Error/Extractor Logging
I am currently working on scripting some errorlogging into my scraping projects and one thing I am struggling over is logging the misses of the specific extractor patterns. I want a log file to be written listing the names of the extractors and the respective URLs that produced the misses - as well as a statistic evaluating each extractor pattern and how many hits and misses it produced.
The way I thought I could do it, would be executing a script with the event "Once if no matches" to write the information into the log, but I see no way to get the name of the extractor that called it from within the script. So that essentially I can only determine that a miss occurred but not the extractor pattern that produced it.
Sure I could hard-script the name into it - but that would essentially mean writing one script each for every extractor pattern.
Is there any way to get the name of the object (here the extractor pattern) that called the script? Or any easier way or method to produce such a logging I described that I just don't know about? (Maybe I am going at it the wrong way.)
On a side-note:
There is one other way I could think of as a workaround - to parse the scraping log screen-scraper creates itself. But I very much would prefer if it would be possible any other way.
There is a way to get the
There is a way to get the extractor pattern name. It's pretty new, so you need to be updated to version 6.0.59a or newer.

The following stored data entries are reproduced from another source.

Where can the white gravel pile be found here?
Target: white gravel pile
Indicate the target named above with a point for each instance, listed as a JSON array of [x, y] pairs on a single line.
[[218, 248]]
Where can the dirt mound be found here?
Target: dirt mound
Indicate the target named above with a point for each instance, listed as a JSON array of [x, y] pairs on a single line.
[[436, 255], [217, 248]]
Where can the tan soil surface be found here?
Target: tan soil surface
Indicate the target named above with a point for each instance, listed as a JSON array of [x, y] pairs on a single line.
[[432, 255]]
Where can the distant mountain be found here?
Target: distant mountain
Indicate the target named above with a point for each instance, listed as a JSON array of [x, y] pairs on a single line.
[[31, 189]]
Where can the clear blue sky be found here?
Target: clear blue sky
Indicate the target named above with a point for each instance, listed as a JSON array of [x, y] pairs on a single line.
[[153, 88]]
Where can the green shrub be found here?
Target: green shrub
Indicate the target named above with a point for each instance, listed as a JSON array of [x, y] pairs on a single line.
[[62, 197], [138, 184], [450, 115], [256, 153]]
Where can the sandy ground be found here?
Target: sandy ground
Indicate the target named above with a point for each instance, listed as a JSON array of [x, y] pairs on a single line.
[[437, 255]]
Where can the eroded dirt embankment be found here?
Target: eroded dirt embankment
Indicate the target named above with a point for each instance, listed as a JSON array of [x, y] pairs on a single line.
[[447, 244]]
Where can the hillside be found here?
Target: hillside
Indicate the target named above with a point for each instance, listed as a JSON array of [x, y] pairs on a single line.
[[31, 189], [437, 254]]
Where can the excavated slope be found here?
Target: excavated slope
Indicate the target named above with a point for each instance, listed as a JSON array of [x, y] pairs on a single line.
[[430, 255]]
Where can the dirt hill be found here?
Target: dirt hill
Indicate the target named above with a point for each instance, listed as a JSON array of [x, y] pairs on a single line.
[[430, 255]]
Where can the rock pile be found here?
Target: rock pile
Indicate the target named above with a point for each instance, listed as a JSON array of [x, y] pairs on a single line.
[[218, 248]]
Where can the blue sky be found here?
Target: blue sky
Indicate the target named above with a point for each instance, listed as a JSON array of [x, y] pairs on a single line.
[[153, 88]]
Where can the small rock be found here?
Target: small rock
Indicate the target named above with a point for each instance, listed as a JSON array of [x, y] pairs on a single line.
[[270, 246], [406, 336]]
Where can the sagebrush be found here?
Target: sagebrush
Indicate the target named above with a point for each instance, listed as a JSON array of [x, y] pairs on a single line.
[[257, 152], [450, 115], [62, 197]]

Rather than trying to explain, I've attached a sample scrape that does it. It's pretty simple, but should get you started.
The guy who implemented this also noted that you can expect a bit of a speed hit on your scrape when using this. It may not be a big deal, but something to watch for.
Thanks, it works like a charm
Thanks, it works like a charm and I don't really see much of a performance drop - at least not during testing. I will keep my eyes open and see if it there is any significant increase in runtime once I have the time to setup one of my larger scrapes.